In film footage shown in yesterday's televised hearing, political consultant and long-time Trump advisor Roger Stone predicted the vote would be close. “Let’s just hope we’re celebrating,” Stone said in an outtake shown by the Committee in yesterday’s televised meeting. Then, pumping his fist at two anonymous, handsome young men, Stone continued: “I suspect it will be—I really do suspect it will still be up in the air. When that happens, the key thing to do is claim victory. Possession is nine-tenths of the law." Then, as if addressing the Biden campaign, he snapped: "No, we won. Fuck you. Sorry, over. You’re wrong. We won. Fuck you.”
In the next outtake, Stone is walking in the airport, on his way to join the Trump team gathered in the Willard Hotel to manage the election results. “I say, fuck the voting and let’s get right to the violence,” Stone says conversationally.
A young aide, this one in a suit, walking next to Stone, chuckles: “That’s what I’m fucking saying.”
“We’ll have to start smashing pumpkins, if you know what I mean,” Stone responds as if he is really talking to himself.
“Oh yeah,” the bro affirms.
Stone’s response to this video being used against him in a public hearing was predictable. For over two years, he has insisted that he is being persecuted by the federal government. He denies that he has done anything wrong. Instead, Stone frames his legal troubles (which led to seven judgments against him in 2019 and a Trump pardon) as "guilt by association." Prosecutors, he maintains, are only trying to pressure him into testifying against Trump. "Any claim, assertion or implication that I knew about, was involved in or condoned any illegal activity on January 6 at the Capitol or any place else at any other time is categorically false,” Stone wrote on his blog last May. "There is no document, communication, or witness who can claim otherwise.”
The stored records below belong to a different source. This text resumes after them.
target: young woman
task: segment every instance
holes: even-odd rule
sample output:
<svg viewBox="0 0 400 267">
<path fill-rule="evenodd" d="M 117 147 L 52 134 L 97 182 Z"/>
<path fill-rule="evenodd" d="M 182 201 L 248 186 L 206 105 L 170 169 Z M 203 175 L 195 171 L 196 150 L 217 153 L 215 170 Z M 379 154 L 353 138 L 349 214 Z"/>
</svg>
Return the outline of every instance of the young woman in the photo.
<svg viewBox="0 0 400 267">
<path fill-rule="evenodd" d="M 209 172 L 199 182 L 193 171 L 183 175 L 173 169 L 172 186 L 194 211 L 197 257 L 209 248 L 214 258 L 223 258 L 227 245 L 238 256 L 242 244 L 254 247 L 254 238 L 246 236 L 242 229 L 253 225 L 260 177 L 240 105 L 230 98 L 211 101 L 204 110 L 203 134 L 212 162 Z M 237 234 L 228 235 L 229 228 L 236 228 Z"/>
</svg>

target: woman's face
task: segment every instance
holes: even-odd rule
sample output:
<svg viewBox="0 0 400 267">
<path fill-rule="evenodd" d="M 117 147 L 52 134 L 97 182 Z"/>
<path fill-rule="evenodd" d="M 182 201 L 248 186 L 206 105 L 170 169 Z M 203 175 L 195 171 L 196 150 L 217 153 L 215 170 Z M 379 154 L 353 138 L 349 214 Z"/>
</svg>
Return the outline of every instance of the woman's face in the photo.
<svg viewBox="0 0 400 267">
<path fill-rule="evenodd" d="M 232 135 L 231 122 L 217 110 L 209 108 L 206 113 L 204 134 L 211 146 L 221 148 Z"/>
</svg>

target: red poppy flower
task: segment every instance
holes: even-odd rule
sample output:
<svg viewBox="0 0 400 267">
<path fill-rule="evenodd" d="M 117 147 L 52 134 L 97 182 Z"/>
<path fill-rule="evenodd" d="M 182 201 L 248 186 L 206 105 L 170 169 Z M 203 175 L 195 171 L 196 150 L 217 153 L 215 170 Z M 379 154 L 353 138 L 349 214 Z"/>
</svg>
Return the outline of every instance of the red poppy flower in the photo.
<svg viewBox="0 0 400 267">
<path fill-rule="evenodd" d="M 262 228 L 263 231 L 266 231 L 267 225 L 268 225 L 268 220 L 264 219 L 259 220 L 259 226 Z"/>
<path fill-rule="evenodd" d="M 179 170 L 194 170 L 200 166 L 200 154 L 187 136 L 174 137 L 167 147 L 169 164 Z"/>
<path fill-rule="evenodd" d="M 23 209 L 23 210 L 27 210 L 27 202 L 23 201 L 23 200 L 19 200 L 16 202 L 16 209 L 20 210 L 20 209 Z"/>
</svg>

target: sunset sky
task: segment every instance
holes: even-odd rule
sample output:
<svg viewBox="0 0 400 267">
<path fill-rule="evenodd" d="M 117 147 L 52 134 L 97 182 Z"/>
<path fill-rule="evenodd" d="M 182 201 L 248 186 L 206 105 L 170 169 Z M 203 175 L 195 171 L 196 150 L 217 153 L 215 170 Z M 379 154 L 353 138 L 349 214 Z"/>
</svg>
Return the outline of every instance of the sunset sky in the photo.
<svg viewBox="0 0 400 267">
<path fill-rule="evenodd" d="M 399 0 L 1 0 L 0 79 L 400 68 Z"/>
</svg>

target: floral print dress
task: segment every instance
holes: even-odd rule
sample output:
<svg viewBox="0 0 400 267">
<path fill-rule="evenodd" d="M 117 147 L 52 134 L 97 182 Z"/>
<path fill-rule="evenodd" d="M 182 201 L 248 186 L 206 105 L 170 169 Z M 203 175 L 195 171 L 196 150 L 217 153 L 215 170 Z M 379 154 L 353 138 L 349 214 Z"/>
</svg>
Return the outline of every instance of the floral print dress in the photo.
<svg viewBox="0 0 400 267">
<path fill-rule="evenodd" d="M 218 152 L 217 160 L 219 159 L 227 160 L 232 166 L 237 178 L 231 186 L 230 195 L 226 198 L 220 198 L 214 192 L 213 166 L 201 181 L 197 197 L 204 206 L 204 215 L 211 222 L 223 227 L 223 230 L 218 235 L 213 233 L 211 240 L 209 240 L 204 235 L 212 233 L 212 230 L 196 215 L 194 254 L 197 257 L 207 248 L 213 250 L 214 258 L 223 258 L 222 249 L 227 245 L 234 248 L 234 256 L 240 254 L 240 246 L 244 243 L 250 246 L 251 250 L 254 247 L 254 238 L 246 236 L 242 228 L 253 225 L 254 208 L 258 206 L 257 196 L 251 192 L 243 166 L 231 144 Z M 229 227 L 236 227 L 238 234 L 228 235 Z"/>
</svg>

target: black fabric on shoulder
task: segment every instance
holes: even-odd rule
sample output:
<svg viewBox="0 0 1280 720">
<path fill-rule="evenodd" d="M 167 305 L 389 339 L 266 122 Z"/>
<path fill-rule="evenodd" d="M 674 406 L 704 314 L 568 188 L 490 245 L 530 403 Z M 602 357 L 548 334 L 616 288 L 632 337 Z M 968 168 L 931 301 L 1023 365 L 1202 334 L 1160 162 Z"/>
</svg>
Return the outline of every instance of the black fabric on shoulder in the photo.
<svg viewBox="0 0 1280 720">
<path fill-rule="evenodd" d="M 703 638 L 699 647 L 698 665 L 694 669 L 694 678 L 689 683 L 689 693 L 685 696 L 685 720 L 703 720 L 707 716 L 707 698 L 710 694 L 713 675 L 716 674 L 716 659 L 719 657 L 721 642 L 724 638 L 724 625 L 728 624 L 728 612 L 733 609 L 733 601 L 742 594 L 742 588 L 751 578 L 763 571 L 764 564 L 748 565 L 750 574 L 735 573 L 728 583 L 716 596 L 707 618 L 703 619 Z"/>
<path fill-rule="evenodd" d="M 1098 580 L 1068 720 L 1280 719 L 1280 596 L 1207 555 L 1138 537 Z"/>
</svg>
In other words: You’re wrong. We won. Fuck you.
And yet, when given the opportunity to testify before the J6 Committee that he had no role in planning the insurrection, Stone declined to do so. Instead, like others who were part of the plan to overturn the election, such as John Eastman, Jeffrey Clarke, Michael Flynn, and 26 other witnesses from Trumpworld, Stone pleaded the Fifth Amendment.
Yesterday, Stone seemed to have been genuinely caught off guard by footage in which he seems to implicate himself in a planned coup d'etat and resorted to whataboutism. On the social media platform Telegram, he whined that "In 2000 when the Bush v. Gore election was still in doubt, James A. Baker III urged Bush to claim victory which he did and was hailed as a genius. When I said Trump should do the same thing (in public but to not to either Trump or anyone around him) and I am accused of criminal conduct. Total BS."
It won’t surprise you to learn that this, too, is not true.